The plethora of directions and choices is not the only wrench in the works. “The increasing cost of R&D and decreasing return in the semiconductor industry do not appear to be sustainable,” stated Chen. Still, he doesn’t think that development will slow down because of funding challenges, though he does believe that fewer and fewer companies will be able to afford the high cost of R&D for scaling. Indeed, even some consortia are collaborating with each other and more companies may start looking for alternatives, he observed. “There is a lot of research on beyond-CMOS technologies, but they seem to be more suitable to augment CMOS rather than to replace CMOS. And low power has been a common feature of many beyond-CMOS devices, which could become increasingly useful because of applications driven more and more by portability and mobility.” Chen further observed that functional diversification or enhancement — e.g., 3D integration — may enable better system functionalities without relying on scaling.
The term “functional diversification” has been used by ITRS participants when they started to look into the “More than Moore” (MtM) directions the industry could take, explained Chen. “Instead of being driven by scaling (or nodes), MtM focuses more on functionalities that may be enabled by technologies beyond digital computing,” said Chen. Examples of such functionalities are analog, sensing, and energy harvesting.
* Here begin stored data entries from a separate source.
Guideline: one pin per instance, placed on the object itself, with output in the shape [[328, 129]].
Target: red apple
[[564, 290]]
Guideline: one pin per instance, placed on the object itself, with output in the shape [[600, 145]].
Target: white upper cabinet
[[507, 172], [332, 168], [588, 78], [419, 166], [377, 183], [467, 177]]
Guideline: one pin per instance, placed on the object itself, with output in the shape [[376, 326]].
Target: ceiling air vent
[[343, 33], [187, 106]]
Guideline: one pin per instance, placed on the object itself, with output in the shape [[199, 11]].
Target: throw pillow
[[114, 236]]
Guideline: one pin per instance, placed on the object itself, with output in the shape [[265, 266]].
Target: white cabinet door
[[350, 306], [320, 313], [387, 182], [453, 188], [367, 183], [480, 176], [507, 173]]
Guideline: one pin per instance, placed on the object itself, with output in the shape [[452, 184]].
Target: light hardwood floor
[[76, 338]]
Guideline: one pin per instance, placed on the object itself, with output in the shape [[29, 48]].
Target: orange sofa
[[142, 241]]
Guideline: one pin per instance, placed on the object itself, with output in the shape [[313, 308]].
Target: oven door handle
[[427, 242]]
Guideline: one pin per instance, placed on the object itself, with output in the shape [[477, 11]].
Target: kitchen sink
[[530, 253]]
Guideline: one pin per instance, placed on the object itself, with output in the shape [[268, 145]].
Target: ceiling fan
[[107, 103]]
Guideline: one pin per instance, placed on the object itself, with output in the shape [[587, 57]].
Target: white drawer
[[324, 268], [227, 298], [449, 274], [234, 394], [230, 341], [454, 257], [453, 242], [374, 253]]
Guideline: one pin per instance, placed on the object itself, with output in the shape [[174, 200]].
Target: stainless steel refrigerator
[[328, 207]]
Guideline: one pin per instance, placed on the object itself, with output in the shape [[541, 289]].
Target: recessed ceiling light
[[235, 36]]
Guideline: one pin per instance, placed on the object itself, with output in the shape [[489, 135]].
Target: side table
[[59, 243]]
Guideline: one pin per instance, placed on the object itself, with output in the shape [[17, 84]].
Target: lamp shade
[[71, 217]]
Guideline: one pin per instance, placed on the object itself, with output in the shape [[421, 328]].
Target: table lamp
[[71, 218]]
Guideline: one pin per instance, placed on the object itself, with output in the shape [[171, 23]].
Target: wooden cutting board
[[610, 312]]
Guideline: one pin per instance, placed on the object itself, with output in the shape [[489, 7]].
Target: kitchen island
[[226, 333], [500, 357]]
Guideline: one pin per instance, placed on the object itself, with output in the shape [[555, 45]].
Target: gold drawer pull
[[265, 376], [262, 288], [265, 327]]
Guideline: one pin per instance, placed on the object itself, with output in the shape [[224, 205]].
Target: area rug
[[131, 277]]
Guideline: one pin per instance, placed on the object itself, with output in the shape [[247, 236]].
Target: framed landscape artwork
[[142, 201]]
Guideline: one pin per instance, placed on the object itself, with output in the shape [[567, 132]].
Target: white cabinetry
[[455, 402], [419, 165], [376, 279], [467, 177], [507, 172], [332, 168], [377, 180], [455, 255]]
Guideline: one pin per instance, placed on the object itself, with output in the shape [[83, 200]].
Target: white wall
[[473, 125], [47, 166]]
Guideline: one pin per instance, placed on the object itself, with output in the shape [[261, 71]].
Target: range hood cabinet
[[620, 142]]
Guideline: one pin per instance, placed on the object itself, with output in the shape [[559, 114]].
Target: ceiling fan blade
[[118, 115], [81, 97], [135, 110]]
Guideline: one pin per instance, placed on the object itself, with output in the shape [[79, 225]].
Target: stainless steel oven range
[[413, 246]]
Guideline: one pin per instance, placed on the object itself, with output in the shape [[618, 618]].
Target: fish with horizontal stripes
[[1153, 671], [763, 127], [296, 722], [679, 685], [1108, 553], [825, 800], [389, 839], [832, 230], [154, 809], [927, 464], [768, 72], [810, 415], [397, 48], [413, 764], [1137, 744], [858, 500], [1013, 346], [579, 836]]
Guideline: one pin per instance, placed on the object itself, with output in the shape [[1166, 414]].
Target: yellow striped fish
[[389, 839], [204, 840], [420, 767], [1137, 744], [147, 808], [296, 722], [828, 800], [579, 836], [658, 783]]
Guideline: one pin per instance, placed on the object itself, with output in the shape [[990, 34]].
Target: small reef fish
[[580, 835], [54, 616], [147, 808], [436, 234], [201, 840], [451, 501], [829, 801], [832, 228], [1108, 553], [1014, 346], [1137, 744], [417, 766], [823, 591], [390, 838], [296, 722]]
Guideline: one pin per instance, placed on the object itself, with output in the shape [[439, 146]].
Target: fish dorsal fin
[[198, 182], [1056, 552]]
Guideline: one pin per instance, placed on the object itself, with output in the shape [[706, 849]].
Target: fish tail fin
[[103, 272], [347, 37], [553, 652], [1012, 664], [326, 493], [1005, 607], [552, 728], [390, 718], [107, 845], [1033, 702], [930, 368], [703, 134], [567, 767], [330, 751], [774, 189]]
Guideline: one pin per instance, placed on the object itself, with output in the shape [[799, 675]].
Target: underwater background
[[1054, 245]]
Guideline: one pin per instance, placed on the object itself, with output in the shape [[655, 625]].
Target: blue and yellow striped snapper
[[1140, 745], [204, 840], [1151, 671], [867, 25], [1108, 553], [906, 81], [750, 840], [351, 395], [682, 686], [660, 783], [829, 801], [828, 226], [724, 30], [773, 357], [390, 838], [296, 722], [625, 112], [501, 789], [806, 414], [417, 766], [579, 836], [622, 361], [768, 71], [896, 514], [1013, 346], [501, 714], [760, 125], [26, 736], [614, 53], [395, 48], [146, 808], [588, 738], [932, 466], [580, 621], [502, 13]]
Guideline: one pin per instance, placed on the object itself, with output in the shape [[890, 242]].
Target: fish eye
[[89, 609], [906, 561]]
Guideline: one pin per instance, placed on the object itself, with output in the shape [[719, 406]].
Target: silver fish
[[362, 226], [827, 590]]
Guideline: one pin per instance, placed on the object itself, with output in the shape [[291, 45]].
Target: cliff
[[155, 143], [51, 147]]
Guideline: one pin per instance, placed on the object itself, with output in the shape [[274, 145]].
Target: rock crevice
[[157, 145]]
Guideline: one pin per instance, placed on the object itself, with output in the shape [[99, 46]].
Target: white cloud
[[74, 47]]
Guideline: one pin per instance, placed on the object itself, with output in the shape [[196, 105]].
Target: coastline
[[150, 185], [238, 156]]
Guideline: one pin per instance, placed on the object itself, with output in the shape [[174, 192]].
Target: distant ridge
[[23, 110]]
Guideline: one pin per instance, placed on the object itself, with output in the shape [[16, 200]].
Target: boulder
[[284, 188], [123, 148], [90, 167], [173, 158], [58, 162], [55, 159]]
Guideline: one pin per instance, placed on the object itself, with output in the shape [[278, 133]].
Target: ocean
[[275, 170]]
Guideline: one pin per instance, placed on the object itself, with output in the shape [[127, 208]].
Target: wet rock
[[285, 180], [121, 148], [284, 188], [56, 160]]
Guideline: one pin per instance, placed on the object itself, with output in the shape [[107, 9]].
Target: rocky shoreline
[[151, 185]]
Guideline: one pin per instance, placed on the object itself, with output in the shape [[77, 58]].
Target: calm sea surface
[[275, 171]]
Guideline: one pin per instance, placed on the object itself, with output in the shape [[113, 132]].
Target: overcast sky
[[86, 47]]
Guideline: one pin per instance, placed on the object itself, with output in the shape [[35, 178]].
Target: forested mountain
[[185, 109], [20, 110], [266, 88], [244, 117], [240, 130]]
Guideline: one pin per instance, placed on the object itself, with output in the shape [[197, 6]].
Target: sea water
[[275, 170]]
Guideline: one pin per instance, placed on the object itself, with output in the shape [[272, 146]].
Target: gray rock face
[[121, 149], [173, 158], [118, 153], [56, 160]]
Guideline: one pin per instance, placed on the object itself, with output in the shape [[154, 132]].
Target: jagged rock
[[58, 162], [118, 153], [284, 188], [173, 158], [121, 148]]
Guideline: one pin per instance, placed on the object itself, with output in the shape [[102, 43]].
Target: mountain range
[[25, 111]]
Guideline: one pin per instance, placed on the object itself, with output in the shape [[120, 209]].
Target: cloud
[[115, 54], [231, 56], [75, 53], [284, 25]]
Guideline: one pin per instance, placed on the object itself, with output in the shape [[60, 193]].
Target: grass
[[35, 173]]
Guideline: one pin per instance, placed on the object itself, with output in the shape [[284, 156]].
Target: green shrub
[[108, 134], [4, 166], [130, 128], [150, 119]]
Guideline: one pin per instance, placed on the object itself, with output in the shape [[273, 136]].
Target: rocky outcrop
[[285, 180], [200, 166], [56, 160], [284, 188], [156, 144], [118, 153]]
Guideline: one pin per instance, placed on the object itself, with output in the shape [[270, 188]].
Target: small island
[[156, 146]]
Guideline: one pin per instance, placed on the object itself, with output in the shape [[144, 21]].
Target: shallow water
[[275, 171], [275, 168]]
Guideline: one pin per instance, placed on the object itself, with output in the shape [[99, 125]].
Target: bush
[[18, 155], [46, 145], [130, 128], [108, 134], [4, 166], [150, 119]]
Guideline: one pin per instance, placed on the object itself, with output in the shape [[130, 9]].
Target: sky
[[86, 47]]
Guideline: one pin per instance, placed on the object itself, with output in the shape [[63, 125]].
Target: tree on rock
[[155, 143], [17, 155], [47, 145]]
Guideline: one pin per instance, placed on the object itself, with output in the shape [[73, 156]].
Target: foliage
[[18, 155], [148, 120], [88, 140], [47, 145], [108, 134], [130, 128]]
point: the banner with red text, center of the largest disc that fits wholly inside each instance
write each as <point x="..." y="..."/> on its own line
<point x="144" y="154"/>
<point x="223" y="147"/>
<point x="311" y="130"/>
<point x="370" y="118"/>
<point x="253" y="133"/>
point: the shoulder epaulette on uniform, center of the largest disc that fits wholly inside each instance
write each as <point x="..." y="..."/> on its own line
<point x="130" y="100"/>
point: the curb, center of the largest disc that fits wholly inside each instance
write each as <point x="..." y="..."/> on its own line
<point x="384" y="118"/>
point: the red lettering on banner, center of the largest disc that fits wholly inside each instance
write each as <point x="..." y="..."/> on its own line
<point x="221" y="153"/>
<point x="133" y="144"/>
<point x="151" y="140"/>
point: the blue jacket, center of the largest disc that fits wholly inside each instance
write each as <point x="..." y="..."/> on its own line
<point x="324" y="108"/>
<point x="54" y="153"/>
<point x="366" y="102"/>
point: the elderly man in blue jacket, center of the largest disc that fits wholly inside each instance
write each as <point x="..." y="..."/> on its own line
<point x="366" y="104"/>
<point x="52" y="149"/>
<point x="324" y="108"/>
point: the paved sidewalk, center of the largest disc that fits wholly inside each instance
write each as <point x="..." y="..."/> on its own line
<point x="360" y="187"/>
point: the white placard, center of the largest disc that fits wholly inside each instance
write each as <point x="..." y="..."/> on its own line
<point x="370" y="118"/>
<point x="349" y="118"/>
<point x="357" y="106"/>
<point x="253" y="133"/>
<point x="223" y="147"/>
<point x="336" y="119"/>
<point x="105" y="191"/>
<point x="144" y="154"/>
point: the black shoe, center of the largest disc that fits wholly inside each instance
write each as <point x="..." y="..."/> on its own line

Regarding funding sources and possible disruptive technologies, Chen noted that a few years ago, the industry was talking about what technology can be found to extend scaling substantially beyond extreme CMOS. Research funded by programs such as DARPA, SRC, etc., might not be the most appropriate uses for such technologies. “Many of them may be better used — together with a CMOS platform — to create new functions or improve efficiency,” said Chen. But such programs might not necessarily help with physical scaling.